Les services publics sont fournis par la métropole à coups de subventions. Les déchets de l’îlet sont ramassés par l’hélicoptère une fois par mois. Le facteur passe une fois par semaine, le médecin une fois par mois, deux infirmières se partagent le tour du cirque à pied, mais en cas d’urgence, l’hélicoptère est gratuit. Nous nous arrêtons pour un délicieux «café grillé», comprenez torréfié maison, chez Marie. Dans sa case aux couleurs pastel et au typique toit de tôle ondulée trônent les trophées remportés par son mari, un ancien champion de course à pied qui a fait l’ultratrail du Mont Blanc. Aujourd’hui, il est l’intendant de la moitié des écoles de Mafate, et lorsqu’il ne travaille pas, il monte sur son dos les provisions pour la famille, dans un sac de 15 à 20 kilos.
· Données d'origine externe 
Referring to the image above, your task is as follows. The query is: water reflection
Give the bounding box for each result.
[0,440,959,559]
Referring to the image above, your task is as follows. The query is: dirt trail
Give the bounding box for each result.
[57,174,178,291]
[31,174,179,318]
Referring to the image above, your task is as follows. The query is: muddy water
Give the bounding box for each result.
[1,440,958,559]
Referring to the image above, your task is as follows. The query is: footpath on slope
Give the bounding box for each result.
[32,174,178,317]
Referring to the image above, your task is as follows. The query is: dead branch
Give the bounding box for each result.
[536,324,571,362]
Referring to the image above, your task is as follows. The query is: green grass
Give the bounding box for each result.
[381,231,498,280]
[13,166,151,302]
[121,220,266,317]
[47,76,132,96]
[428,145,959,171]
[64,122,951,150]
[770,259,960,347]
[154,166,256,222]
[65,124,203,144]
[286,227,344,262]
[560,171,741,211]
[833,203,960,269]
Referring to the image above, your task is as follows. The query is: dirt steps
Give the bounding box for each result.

Pendant les six jours de marche dans le cirque, nous avons croisé peu d’habitants sur les chemins, mais beaucoup de randonneurs, surtout métropolitains et, le week-end, de nombreux Réunionnais qui se préparaient pour la Diagonale des fous, le célèbre trail qui traverse toute l’île à la mi-octobre.

La vie dans les gîtes

Roche Plate est adossé à une falaise impressionnante, qui devient presque inquiétante à la tombée de la nuit. Lorsque nous arrivons, un hélicoptère est en train de livrer le bois de cuisine pour tout l’îlet, une centaine d’âmes en tout. «Depuis 30 ans qu’il y a l’hélicoptère, notre vie s’est quand même beaucoup améliorée», explique Johan, l’aimable gérant du gîte qui, malgré son jeune âge, «ne quitterait Mafate pour rien au monde». Son père Merlin prépare le meilleur poulet au curry que nous ayons dégusté et qui nous change avantageusement du rougail de saucisse quotidien – le plat national réunionnais. Les gîtes de Mafate sont simples, mais confortables et pourvus de douches chaudes. L’électricité est produite surtout par les panneaux solaires, la cuisine se fait au bois ou au gaz. Il y a très peu de prises électriques, pas de wifi, mais la 4G passe partout. En ce mois d’octobre, la nuit tombe vers 18h30, et le repas est servi peu après, accompagné de rhum arrangé ou de punch. Le soir, dans les îlets les plus élevés, la brume descend souvent. Il y fait froid et comme les gîtes n’ont pas de salle commune, hormis la salle à manger qui reste fermée jusqu’au repas, cela peut être assez mélancolique, mais fait partie de l’âme du lieu. «J’étais venu à Mafate il y a une vingtaine d’années. Cela n’a pas beaucoup changé, mais les gîtes se sont bien améliorés», assure Fred Lang, l’organisateur de l’expédition.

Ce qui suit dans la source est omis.